Royal Navy submariner admits Official Secrets Act breach

Edward Devenney
Image caption Devenney has been remanded in custody until he is sentenced in December

A Royal Navy submariner has admitted breaching the Official Secrets Act by collecting classified coding programmes that could be useful to UK enemies.

Edward Devenney, 30, originally from County Tyrone, admitted gathering details of "crypto material" - programmes used to encrypt secret data.

The petty officer also admitted a charge of misconduct in a public office after he met two people he thought were Russian spies to discuss UK operations.

He was arrested in Plymouth in March.

Devenney was charged under the Official Secrets Act for collecting information for a purpose "prejudicial to the safety or interests of the state" between 18 November 2011 and 7 March 2012.

He contacted a foreign embassy in an attempt to pass information to Russia, on the operation of HMS Trafalgar and two other nuclear submarines.

Devenney denied a second charge under the act of communicating information to another person.
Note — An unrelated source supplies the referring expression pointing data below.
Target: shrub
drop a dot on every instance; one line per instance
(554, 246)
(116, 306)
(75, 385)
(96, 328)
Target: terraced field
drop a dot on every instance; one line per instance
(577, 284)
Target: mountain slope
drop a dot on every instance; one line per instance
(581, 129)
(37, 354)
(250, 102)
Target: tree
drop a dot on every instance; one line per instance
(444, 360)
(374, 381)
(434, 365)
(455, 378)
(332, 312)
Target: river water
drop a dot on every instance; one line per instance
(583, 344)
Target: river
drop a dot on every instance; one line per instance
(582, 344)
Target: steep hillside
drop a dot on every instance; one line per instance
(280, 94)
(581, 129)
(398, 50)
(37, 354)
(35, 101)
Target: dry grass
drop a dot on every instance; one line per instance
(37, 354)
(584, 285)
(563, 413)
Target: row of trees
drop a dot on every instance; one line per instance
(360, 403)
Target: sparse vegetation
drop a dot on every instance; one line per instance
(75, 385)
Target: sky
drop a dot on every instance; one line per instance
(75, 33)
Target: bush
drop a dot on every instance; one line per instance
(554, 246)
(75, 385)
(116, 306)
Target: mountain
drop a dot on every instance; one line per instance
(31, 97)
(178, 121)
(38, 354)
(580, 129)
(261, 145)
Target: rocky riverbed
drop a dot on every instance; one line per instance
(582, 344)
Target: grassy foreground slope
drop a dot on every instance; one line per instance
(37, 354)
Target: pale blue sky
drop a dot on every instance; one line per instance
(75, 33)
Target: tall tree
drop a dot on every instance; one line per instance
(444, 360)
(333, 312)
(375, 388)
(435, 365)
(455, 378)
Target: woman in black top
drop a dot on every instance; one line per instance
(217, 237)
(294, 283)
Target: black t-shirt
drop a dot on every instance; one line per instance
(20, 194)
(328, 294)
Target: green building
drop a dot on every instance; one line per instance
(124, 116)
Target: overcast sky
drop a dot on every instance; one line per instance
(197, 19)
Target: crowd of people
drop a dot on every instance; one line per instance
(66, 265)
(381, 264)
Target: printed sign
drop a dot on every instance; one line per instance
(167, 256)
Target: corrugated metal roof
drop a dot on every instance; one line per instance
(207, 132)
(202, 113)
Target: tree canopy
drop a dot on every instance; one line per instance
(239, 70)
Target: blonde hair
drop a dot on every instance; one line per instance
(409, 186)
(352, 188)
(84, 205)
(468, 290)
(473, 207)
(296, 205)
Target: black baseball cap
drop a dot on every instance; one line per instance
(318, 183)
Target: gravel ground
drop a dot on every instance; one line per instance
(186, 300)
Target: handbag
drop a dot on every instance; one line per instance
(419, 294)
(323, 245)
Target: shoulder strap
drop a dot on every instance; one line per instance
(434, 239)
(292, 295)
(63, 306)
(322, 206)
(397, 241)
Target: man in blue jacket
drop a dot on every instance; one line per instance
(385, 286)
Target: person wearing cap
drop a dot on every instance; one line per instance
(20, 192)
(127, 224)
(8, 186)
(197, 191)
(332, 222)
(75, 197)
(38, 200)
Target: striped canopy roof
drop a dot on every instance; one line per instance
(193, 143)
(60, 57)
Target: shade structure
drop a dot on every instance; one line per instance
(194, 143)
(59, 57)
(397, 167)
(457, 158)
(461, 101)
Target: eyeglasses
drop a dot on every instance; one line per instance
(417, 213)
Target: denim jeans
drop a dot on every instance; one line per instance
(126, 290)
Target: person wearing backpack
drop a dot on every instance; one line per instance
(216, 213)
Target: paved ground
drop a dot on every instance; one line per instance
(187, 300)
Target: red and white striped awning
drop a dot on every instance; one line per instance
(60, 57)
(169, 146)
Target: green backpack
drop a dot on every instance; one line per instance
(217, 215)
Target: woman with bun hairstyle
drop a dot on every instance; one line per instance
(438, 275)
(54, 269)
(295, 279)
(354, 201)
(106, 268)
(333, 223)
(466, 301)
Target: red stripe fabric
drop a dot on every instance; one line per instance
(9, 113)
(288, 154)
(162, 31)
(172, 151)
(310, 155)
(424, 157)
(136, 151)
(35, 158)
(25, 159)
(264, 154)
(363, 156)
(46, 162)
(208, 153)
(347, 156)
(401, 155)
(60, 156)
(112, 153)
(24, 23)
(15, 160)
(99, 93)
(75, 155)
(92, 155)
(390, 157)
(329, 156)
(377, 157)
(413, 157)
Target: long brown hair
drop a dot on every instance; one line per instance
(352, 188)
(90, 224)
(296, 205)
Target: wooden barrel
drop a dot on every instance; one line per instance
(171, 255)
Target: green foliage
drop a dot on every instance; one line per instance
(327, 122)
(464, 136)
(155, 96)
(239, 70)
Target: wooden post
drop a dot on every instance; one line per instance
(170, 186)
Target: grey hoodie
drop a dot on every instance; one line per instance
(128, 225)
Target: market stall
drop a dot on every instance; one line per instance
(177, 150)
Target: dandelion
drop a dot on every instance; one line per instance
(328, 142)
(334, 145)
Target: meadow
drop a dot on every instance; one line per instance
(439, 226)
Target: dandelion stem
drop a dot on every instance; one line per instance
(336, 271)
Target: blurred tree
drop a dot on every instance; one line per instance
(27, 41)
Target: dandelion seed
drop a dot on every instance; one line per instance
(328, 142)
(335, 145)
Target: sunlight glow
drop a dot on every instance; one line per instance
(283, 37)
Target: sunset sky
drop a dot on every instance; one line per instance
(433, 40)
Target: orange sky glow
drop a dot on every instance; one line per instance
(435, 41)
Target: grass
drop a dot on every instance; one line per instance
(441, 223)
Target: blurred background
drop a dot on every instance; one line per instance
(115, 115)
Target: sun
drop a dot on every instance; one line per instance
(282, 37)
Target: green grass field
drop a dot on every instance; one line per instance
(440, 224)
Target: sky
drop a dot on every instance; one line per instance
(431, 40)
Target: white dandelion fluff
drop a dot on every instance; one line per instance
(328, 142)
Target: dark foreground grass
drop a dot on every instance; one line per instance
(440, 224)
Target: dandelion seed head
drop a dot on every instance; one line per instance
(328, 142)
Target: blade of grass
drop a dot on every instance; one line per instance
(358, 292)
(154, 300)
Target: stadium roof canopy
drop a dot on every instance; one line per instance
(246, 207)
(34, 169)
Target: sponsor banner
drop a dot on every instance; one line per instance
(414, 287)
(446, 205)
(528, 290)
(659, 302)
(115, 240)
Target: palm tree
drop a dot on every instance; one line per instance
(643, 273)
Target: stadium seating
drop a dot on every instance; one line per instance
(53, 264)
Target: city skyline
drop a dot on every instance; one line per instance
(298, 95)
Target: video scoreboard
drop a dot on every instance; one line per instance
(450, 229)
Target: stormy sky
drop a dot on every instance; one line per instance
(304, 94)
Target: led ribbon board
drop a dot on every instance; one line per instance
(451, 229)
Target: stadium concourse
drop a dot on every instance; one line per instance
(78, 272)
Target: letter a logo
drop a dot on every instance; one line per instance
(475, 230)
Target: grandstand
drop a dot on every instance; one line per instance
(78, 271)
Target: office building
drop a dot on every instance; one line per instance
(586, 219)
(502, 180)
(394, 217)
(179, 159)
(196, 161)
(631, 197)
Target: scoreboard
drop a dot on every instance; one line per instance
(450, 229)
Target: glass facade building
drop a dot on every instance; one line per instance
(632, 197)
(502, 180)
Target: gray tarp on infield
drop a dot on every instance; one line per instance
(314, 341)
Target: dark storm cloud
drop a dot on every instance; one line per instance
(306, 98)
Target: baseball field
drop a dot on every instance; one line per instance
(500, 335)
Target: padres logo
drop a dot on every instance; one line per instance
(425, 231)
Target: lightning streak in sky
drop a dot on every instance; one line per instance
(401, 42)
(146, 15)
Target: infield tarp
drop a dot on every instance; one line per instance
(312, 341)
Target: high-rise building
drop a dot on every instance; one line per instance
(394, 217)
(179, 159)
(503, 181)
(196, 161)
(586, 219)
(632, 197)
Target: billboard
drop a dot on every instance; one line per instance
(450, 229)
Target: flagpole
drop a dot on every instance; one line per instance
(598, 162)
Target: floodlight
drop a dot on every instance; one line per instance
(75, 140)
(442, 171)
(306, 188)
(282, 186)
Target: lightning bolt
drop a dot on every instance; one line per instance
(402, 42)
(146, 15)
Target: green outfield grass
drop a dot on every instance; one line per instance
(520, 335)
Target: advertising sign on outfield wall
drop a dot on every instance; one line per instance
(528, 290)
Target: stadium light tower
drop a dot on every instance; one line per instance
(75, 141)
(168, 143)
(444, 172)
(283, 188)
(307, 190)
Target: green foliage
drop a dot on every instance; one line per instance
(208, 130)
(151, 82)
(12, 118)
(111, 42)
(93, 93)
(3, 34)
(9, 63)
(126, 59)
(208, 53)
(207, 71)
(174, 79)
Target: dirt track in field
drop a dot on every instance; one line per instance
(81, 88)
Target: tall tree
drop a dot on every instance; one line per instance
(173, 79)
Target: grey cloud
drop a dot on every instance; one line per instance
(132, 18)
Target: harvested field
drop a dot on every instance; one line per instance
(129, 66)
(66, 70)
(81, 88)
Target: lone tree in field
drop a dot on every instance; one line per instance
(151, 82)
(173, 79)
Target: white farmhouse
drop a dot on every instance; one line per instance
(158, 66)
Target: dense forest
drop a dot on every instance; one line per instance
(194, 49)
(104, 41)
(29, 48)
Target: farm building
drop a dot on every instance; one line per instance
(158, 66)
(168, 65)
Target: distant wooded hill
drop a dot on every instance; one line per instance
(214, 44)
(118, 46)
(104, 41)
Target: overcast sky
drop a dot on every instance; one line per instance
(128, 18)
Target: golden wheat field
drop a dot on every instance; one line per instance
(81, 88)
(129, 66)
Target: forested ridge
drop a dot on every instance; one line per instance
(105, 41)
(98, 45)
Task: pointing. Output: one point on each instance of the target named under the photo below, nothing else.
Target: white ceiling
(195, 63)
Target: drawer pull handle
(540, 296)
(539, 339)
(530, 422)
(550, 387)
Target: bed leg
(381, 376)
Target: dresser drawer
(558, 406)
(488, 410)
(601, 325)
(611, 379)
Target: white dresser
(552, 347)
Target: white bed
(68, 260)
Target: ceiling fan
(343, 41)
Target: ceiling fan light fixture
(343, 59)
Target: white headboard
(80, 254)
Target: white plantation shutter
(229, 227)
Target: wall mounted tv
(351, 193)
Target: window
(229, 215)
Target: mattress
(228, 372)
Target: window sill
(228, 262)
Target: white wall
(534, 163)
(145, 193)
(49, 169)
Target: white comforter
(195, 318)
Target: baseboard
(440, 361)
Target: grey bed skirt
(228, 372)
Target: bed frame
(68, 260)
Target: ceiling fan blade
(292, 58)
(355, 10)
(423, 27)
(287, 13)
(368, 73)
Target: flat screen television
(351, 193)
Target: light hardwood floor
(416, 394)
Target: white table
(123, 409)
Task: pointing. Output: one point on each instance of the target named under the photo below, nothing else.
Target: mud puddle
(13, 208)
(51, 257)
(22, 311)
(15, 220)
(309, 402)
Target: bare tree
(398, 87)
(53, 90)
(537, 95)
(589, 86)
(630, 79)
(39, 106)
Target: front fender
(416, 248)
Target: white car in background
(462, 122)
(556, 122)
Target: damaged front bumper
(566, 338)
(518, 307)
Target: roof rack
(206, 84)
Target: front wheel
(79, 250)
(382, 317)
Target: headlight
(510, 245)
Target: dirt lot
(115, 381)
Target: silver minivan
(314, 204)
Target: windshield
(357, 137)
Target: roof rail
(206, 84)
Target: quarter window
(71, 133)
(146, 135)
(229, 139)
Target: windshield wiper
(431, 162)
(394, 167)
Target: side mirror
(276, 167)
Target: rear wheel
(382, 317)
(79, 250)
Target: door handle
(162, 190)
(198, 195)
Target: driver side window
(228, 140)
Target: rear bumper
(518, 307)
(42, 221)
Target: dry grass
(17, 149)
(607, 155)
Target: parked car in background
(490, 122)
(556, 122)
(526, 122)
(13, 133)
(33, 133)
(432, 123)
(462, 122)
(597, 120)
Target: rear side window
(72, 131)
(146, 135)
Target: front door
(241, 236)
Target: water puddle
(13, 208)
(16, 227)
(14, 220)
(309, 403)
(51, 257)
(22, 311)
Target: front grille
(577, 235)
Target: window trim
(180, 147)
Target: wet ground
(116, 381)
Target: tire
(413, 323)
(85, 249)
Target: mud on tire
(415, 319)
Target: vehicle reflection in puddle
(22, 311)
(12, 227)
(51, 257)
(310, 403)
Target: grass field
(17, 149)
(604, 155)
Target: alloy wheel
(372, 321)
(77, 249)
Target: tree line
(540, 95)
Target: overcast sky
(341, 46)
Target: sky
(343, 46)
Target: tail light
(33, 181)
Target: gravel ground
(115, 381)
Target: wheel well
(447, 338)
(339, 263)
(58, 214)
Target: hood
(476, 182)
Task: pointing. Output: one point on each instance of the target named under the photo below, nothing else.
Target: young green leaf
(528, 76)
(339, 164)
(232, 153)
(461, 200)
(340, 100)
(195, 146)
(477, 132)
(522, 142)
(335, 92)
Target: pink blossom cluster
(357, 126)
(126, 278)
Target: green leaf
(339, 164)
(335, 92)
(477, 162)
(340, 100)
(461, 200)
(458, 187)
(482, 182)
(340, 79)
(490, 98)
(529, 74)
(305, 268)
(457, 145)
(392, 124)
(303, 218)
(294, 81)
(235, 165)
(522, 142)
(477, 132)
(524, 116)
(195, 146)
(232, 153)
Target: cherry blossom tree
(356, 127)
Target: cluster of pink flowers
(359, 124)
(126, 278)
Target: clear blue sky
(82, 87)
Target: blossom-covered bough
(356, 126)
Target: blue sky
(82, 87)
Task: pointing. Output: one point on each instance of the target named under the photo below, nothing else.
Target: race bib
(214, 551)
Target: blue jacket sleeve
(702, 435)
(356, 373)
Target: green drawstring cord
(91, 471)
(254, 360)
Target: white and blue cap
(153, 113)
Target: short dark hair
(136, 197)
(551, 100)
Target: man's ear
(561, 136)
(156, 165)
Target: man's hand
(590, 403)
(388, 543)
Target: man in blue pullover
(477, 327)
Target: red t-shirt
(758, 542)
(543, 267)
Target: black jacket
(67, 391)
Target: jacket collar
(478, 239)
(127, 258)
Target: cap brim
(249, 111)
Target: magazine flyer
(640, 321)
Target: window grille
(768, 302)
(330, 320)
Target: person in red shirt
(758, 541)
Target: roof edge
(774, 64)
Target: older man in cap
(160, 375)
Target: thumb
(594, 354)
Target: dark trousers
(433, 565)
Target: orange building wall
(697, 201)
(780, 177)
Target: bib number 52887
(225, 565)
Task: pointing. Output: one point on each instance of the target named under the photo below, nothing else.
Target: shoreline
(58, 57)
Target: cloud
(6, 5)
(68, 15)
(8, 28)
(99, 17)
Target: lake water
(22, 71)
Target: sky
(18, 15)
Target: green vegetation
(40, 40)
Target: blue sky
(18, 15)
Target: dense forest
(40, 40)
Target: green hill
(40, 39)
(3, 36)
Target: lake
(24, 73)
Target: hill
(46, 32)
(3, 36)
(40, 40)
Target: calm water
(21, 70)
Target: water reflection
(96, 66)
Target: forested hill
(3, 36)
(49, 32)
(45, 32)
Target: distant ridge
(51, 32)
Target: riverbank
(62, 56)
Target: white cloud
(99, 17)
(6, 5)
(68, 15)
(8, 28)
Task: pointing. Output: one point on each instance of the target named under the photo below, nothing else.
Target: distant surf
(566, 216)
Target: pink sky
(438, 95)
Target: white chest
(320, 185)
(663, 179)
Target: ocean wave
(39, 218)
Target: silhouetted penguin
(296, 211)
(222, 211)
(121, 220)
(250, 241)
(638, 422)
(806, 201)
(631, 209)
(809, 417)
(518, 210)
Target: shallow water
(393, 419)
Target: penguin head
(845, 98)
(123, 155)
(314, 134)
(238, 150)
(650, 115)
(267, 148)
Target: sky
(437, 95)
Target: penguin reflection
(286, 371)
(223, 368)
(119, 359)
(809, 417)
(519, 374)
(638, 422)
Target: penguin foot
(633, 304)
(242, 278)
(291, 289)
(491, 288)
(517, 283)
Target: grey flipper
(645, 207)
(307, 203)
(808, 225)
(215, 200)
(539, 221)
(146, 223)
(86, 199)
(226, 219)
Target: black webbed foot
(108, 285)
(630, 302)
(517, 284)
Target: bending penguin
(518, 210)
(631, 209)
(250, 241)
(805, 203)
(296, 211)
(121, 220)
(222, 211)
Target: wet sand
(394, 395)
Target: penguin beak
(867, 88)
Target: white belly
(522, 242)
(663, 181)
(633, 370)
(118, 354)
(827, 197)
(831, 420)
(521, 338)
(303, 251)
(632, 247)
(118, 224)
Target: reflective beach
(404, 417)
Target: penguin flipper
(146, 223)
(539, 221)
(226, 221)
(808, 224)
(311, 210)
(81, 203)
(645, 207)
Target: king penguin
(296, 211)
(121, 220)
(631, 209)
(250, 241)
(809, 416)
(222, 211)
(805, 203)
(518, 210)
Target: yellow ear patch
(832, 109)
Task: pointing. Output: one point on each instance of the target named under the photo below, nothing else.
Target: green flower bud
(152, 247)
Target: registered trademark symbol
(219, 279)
This will not be pursued by prosecutors as no secret information was passed on.

He admitted arranging to meet the people he thought were Russian secret agents - but in fact his meeting was with two British secret service agents.

Devenney will be sentenced on 12 December at the Old Bailey, when parts of the hearing will be held in secret.

The judge, Mr Justice Saunders, told Devenney he would remain in custody until his sentencing.